# Ac fan blower



## Trp523 (Jul 16, 2021)

Any help would be appreciated!

I have a 2014 6105d and it is having ac fan issues. It all started when the left side fan would only blow when I turned the selector to 4, 1-3 would not blow on left side.

After having this issue I changed out the ac capacitor in the roof. This immediately fixed the issue. 

After a few more months the left side went out again and would only work on 4 (high). I spoke with a Deere mechanic and he said to make sure the 4 filters in the roof were clean/clanged and replace the capacitor so I did it all. 

The left fan started working again and then it stopped to only work on 4 (high) again. 

After opening the roof I noticed both fans were identical so I swapped them from side to side to see if it was a fan issue or not. Now the left side fan will intermittently work. 

What am I missing? Could it be the ac fan selector switch? If it was the fan it would have started happening on the right side since I switched them but it didn’t. 
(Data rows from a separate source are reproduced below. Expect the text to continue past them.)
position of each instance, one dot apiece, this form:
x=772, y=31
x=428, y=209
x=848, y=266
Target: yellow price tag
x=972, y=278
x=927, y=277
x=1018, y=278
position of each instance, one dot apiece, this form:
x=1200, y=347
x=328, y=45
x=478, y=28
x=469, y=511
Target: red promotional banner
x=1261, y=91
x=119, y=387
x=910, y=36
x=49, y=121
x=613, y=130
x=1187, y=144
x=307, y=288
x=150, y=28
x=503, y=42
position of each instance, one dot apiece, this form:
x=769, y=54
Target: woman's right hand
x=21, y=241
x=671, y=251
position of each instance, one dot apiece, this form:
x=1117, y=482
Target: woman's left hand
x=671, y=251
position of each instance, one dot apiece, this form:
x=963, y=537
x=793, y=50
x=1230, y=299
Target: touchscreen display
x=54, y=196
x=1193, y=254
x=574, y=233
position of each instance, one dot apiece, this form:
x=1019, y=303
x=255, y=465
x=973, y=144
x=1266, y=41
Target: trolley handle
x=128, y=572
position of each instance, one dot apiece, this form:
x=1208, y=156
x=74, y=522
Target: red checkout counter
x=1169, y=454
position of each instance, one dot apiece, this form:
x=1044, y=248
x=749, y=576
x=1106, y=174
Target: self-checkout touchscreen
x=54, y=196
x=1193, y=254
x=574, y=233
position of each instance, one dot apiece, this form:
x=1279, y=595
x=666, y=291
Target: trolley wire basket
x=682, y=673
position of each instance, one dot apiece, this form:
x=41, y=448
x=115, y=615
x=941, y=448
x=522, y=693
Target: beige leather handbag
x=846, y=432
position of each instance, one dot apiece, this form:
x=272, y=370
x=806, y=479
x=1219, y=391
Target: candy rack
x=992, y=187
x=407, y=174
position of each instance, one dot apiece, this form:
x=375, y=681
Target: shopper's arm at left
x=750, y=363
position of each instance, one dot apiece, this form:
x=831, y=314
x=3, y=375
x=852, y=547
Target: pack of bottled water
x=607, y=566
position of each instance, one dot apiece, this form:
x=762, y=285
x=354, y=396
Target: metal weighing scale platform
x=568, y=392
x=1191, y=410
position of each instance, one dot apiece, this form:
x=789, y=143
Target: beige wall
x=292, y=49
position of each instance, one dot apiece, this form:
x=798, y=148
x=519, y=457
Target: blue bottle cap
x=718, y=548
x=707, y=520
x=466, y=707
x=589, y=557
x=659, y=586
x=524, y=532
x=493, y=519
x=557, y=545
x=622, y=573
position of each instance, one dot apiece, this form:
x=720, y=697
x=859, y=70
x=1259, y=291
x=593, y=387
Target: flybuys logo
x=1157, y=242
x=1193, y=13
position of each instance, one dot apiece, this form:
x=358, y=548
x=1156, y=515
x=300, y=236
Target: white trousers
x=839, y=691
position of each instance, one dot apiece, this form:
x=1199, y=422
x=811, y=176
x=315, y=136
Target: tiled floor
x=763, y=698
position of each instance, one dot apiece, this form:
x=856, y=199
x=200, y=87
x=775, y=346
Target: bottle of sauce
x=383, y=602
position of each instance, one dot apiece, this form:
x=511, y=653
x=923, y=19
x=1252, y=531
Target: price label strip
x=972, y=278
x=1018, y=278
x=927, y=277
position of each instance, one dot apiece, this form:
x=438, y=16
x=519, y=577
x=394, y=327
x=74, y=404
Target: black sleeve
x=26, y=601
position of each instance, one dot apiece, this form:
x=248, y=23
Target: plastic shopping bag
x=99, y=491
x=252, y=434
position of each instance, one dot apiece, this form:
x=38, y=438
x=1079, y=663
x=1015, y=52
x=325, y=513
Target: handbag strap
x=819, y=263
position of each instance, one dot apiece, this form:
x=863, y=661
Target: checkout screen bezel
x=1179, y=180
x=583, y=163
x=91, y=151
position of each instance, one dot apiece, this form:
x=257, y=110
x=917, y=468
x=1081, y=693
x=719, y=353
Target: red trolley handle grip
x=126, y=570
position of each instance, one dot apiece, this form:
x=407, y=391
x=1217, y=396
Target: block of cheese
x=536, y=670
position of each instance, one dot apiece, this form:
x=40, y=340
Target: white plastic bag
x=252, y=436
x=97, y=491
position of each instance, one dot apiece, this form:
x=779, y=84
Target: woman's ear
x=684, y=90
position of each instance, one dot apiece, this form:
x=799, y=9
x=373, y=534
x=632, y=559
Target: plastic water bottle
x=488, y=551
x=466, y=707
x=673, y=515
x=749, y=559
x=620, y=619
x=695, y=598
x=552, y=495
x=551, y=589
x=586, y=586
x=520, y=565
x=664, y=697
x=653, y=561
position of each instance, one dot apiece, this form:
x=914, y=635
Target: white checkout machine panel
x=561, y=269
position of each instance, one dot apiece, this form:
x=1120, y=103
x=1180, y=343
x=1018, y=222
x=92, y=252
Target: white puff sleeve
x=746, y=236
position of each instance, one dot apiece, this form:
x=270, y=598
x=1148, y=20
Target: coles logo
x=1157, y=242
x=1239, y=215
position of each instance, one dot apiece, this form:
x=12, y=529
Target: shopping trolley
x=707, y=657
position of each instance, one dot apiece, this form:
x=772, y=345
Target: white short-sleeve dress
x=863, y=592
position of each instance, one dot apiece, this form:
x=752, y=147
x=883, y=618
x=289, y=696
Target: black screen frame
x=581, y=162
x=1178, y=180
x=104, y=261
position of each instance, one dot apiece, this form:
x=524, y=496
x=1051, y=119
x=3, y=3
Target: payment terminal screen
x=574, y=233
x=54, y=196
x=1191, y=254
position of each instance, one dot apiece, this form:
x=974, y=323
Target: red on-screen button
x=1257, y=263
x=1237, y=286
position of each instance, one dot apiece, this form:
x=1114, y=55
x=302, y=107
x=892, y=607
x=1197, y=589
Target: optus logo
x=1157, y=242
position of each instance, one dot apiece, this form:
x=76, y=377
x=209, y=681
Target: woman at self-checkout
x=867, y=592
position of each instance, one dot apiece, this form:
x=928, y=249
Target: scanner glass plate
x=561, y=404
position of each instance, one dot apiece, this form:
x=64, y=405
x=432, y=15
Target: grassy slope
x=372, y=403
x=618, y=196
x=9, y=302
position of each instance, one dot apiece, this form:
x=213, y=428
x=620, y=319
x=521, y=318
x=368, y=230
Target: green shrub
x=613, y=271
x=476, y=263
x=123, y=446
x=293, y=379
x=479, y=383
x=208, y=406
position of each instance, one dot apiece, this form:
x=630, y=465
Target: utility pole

Thanks for any helpful input!


----------



## HarveyW (Sep 15, 2014)

Howdy Trp523, welcome to the forum.

This video may help you. 
]


----------



## Trp523 (Jul 16, 2021)

Thanks, that is how I learned about the resistor when I first changed it. Still having issues so I am curious could there be something else I need to look at.




HarveyW said:


> Howdy Trp523, welcome to the forum.
> 
> This video may help you.
> ]


----------



## BigT (Sep 15, 2014)

I would check the electrical plug that connects to the resistor for tarnish or corrosion or evidence of overheating. You can also spray electrical contact cleaner on the contacts and "work" the plug on the resistor for improved contact. . 

Also check the ground circuitry on the cab and top cover.


----------